A useful tool for exploratory data analysis is to add a smoothing term to plot – a local estimate of the mean at different locations of the X-axis. No binning necessary, here is an example using loess right within the GGRAPH call. The red line is the smoother, and the blue line is the actual proportion I generated the fake data from. It does a pretty good job of identifying the discontinuity at 0.8, but the change points earlier are not visible. Loess was originally meant for continuous data, but for exploratory analysis it works just fine on the 0-1 data here. See also smooth.mean for 0-1 data.

*Now adding in a smoother term.
COMPUTE ActualFunct = !INVLOGIT(YLin).
FORMATS Y YJitt ActualFunct (F2.1).
GGRAPH
  /GRAPHDATASET NAME="graphdataset" VARIABLES=X Y YJitt ActualFunct
  /GRAPHSPEC SOURCE=INLINE.
BEGIN GPL
  SOURCE: s=userSource(id("graphdataset"))
  DATA: X=col(source(s), name("X"))
  DATA: Y=col(source(s), name("Y"))
  DATA: YJitt=col(source(s), name("YJitt"))
  DATA: ActualFunct=col(source(s), name("ActualFunct"))
  GUIDE: axis(dim(1), label("X"))
  GUIDE: axis(dim(2), label("Y"), delta(0.2), start(0))
  SCALE: linear(dim(2), min(-0.05), max(1.05))
  ELEMENT: point(position(X*YJitt), size(size."3"), 
           transparency.exterior(transparency."0.7"))
  ELEMENT: line(position(smooth.loess(X*Y, proportion(0.2))), color(color.red))
  ELEMENT: line(position(X*ActualFunct), color(color.blue))
END GPL.

SPSS’s default smoothing is alittle too smoothed for my taste, so I set the proportion of the X variable to use in estimating the mean within the position statement.

I wish SPSS had the ability to draw error bars around the smoothed means (you can draw them around the linear regression lines with quadratic or cubic polynomial terms, but not around the local estimates like smooth.loess or smooth.mean). I realize they are not well defined and rarely have coverage properties of typical regression estimators – but I rather have some idea about the error than no idea.

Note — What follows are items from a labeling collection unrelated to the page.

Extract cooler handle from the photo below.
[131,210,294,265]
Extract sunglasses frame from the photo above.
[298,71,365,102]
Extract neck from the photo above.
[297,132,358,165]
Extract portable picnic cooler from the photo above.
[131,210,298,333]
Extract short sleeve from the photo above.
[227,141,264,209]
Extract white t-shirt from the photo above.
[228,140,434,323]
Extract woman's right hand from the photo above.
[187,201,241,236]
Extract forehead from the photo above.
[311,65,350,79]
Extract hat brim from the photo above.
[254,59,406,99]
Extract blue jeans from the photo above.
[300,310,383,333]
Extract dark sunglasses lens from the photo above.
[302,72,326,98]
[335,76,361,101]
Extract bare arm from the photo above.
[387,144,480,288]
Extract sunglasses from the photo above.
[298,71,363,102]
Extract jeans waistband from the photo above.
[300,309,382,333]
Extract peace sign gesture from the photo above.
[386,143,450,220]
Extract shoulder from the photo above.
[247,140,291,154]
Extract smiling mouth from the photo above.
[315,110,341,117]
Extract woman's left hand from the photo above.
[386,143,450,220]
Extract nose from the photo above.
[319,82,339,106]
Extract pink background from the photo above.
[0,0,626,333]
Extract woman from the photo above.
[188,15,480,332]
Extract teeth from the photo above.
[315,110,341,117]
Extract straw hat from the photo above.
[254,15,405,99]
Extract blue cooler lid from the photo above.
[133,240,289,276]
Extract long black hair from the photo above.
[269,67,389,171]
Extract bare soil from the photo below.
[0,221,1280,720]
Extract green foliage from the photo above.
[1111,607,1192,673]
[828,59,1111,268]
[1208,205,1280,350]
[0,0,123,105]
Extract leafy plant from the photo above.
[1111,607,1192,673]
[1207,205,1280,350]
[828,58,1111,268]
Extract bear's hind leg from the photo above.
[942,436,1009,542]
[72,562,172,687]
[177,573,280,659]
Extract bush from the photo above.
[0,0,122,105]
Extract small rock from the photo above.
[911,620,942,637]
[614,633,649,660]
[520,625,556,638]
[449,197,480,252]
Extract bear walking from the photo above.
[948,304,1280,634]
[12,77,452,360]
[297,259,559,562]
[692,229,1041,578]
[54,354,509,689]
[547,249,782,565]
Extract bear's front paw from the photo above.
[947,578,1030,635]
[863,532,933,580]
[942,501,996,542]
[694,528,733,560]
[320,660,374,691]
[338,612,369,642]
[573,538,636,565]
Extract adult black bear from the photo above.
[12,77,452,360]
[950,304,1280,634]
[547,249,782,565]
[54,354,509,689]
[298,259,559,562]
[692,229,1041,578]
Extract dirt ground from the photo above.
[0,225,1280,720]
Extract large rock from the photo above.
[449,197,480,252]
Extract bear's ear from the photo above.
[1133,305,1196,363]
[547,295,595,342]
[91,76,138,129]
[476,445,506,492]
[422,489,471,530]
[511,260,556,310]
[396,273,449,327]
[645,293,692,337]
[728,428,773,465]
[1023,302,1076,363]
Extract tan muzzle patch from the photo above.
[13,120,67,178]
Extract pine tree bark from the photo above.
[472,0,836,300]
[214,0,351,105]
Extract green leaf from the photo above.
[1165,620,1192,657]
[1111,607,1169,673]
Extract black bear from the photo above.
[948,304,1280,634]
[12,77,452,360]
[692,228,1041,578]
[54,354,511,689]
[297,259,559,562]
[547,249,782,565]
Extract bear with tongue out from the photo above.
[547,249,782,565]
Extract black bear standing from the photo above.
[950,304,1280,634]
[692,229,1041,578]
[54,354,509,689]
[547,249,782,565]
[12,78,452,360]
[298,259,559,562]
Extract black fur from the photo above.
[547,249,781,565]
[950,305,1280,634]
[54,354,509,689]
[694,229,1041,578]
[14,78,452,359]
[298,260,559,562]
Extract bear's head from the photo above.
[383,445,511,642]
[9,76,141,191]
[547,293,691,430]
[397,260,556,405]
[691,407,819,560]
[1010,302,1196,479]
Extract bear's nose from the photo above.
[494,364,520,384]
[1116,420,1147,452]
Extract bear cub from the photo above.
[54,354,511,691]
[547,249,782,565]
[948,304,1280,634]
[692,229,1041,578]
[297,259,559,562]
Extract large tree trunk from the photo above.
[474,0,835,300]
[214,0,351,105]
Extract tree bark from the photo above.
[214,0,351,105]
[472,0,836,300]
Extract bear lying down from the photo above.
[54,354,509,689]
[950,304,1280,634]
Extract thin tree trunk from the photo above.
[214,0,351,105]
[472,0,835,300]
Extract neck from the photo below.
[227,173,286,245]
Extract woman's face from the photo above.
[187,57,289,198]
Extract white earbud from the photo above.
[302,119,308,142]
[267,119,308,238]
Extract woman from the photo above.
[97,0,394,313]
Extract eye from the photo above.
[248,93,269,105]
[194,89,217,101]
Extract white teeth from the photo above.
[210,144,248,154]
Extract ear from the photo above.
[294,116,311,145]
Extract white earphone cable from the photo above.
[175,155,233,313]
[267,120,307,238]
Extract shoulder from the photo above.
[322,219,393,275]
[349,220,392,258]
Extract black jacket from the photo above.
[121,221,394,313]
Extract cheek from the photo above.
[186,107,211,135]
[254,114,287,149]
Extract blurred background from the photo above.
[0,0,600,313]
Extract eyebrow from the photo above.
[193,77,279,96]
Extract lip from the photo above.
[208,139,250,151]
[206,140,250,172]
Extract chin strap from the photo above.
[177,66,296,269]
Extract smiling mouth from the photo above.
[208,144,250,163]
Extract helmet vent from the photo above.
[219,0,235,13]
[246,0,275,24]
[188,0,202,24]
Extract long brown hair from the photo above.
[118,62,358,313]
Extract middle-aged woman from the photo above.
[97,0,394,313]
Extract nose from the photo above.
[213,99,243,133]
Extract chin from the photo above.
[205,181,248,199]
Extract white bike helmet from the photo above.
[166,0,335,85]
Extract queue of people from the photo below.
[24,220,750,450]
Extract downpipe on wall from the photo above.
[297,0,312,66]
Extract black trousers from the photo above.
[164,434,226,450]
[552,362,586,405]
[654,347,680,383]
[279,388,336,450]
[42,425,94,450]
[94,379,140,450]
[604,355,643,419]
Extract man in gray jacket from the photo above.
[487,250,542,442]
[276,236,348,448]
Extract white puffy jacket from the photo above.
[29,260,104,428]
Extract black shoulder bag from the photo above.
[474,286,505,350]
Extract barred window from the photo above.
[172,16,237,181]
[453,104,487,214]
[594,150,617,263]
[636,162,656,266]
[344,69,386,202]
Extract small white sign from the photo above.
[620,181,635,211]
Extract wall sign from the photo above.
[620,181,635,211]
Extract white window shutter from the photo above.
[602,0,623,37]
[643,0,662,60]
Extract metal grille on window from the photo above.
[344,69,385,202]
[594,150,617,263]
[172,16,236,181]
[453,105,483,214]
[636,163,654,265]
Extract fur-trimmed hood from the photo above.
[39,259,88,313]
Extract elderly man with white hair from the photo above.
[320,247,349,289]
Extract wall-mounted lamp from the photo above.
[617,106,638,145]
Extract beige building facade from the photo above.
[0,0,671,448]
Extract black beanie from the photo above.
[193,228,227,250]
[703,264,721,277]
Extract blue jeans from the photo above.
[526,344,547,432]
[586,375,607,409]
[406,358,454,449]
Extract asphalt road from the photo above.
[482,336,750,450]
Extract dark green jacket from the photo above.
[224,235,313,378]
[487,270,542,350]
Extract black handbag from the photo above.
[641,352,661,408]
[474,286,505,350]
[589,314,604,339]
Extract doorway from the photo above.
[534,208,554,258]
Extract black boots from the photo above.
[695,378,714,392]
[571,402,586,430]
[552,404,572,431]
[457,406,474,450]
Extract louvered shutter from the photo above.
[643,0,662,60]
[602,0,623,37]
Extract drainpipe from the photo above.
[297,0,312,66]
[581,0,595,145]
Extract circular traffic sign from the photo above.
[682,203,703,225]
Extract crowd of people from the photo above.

Here is an example using the ggplot2 library in R. Of course we can work the magic right within SPSS.

BEGIN PROGRAM R.
#Grab Data
casedata <- spssdata.GetDataFromSPSS(variables=c("Y","X"))
#ggplot smoothed version
library(ggplot2)
library(splines)
MyPlot <- ggplot(aes(x = X, y = Y), data = casedata) + 
          geom_jitter(position = position_jitter(height = .04, width = 0), alpha = 0.1, size = 2) +
          stat_smooth(method="glm", family="binomial", formula = y ~ ns(x,5))
MyPlot
END PROGRAM.

To accomplish the same thing in SPSS you can estimate restricted cubic splines and then use any applicable regression procedure (e.g. LOGISTIC, GENLIN) and save the predicted values and confidence intervals. It is pretty easy to call the R code though!

I haven’t explored the automatic linear modelling, so let me know in the comments if there is a simply way right in SPSS to get explore such non-linear predictions.